Retirement Talk – Sequence Risk – Monday Morning Market Memo – March 18, 2019

Good morning,

Retirement means different things to different people – stopping work to relax, or to play hard, finding satisfaction from volunteering, or leaving work to care for a loved one, are just some examples. Whatever the case, retirement comes with multiple risks, including market risk, inflation risk, healthcare risk, long-term care risk, longevity risk (the risk of outliving your money), and sequence risk, which is often the most overlooked, and the topic of our discussion here.

Sequence risk, also known as sequence-of-returns risk, refers to the possibility that low or negative investment returns during the first several years of retirement (if withdrawals are being made) can severely impact the likelihood of a portfolio successfully providing expected income throughout one’s lifetime.
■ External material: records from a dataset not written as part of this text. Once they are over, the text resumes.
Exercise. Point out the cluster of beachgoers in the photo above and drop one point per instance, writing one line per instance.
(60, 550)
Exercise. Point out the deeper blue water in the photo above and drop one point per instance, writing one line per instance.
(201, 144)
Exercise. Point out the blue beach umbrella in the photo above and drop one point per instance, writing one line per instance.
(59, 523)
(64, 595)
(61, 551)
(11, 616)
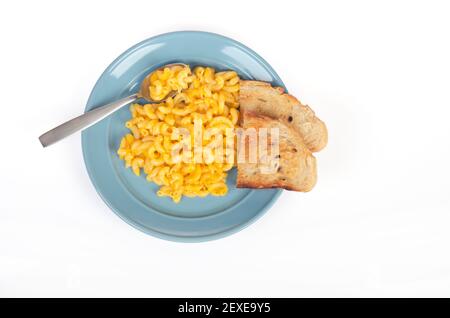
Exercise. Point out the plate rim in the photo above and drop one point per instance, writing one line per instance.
(152, 232)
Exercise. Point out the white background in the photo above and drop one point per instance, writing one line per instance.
(376, 224)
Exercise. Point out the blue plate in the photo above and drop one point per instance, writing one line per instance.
(133, 198)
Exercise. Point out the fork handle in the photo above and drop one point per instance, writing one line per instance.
(83, 121)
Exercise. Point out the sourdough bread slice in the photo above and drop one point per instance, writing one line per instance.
(261, 98)
(293, 167)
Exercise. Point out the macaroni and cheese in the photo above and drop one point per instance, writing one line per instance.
(205, 100)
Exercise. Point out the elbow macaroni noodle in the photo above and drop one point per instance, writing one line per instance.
(206, 101)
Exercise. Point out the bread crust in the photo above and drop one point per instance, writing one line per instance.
(296, 168)
(261, 98)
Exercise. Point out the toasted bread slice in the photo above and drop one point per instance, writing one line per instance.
(292, 168)
(261, 98)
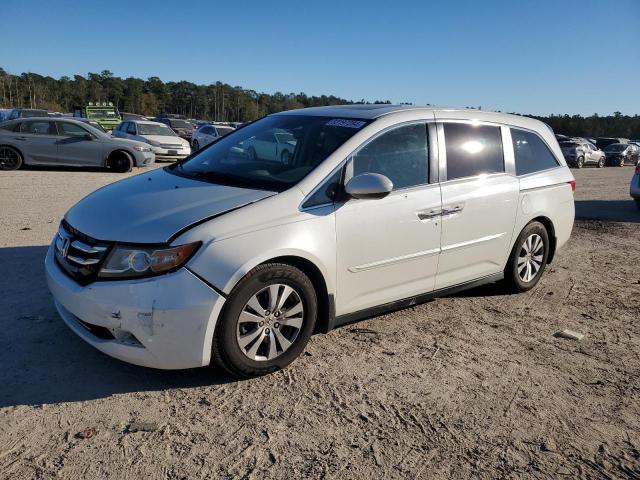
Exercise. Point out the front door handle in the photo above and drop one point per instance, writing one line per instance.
(451, 210)
(428, 214)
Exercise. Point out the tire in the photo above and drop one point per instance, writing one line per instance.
(517, 276)
(10, 158)
(120, 162)
(244, 348)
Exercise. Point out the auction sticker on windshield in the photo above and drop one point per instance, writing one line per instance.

If an investor is neither adding to or subtracting from a portfolio, the order of returns has no effect on the final balance!

For example, consider a $1,000,000 portfolio, with sequential returns of -50% and +100%, it finishes with a balance of $1,000,000. If the order of returns was reversed, and returns were now +100% followed by -50%, it still ends with the same $1,000,000 balance. However, once withdrawals begin, the portfolio becomes affected by the change in the sequence of returns – the order of returns now matter – sequence risk.

Continuing with the same simple (and extreme) example, let’s consider a retiree who needs to withdrawal 500k at the end of the first year for expenses. Taking the “good” sequence the portfolio grows from 1 million to 2 million, the retiree takes out 500k, resulting in a balance of 1.5 million, then after a drop of 50% the following year, the portfolio value is 750k. With the “bad” sequence of returns, the portfolio declines from 1 million to 500k, and when the retiree needs to pull out 500k for expenses, the portfolio balance is now at zero, with nothing available to benefit from the +100% year.

While this is a hypothetical example, it’s to illustrate the point – if a high proportion of negative returns occur early in retirement, this has a negative impact and reduces the amount of income one could withdraw over his or her lifetime – when a retiree needs to sell investments to meet expenses during down markets, it reduces the amount of funds available to benefit from later occurring up years. Put another way, removing assets from a portfolio after a downturn basically locks in a loss, reducing the chance the overall portfolio will fully recover during the next upturn. A retiree (or investor) may find the portfolio cannot then provide the needed lifetime income, because of its now smaller size.

For a retiree who can meet his or her income needs through things such as pensions, social security, and cash, sequence risk is not a concern. But most individuals, in a world where pensions are harder and harder to come by, will need to rely in large part on the income and capital of their investments (such as 401k’s and IRA’s) to fund retirement. Trying to maintain a fixed standard of living taking distributions from a portfolio of volatile assets is an inefficient strategy for producing retirement income. Sequence risk should not only be considered, but managed and planned for.

Ways to combat sequence risk include: forecasting some “worst-case” scenarios so that an unfavorable sequence is built into a “stress-tested” model and planned for; withdrawing a fixed percentage of a portfolio each year, instead of a fixed dollar amount; owning non-correlated assets, so that one asset class might do well when others fall; utilizing annuities to provide income; building a bond-ladder so that some bonds mature each year to meet income needs; reducing portfolio risk before retirement; being able to avoid large withdrawals during market downturns by having a cash reserve to fund expenses; and having spending flexibility, being able to cut expenses during market downturns.

Of course, things could go the other way as well, and the first several years of retirement could be during a Bull Market, which would work in a retiree’s favor. Either way, whatever order the sequence may be, the ultimate goal is for a fulfilling and prosperous retirement!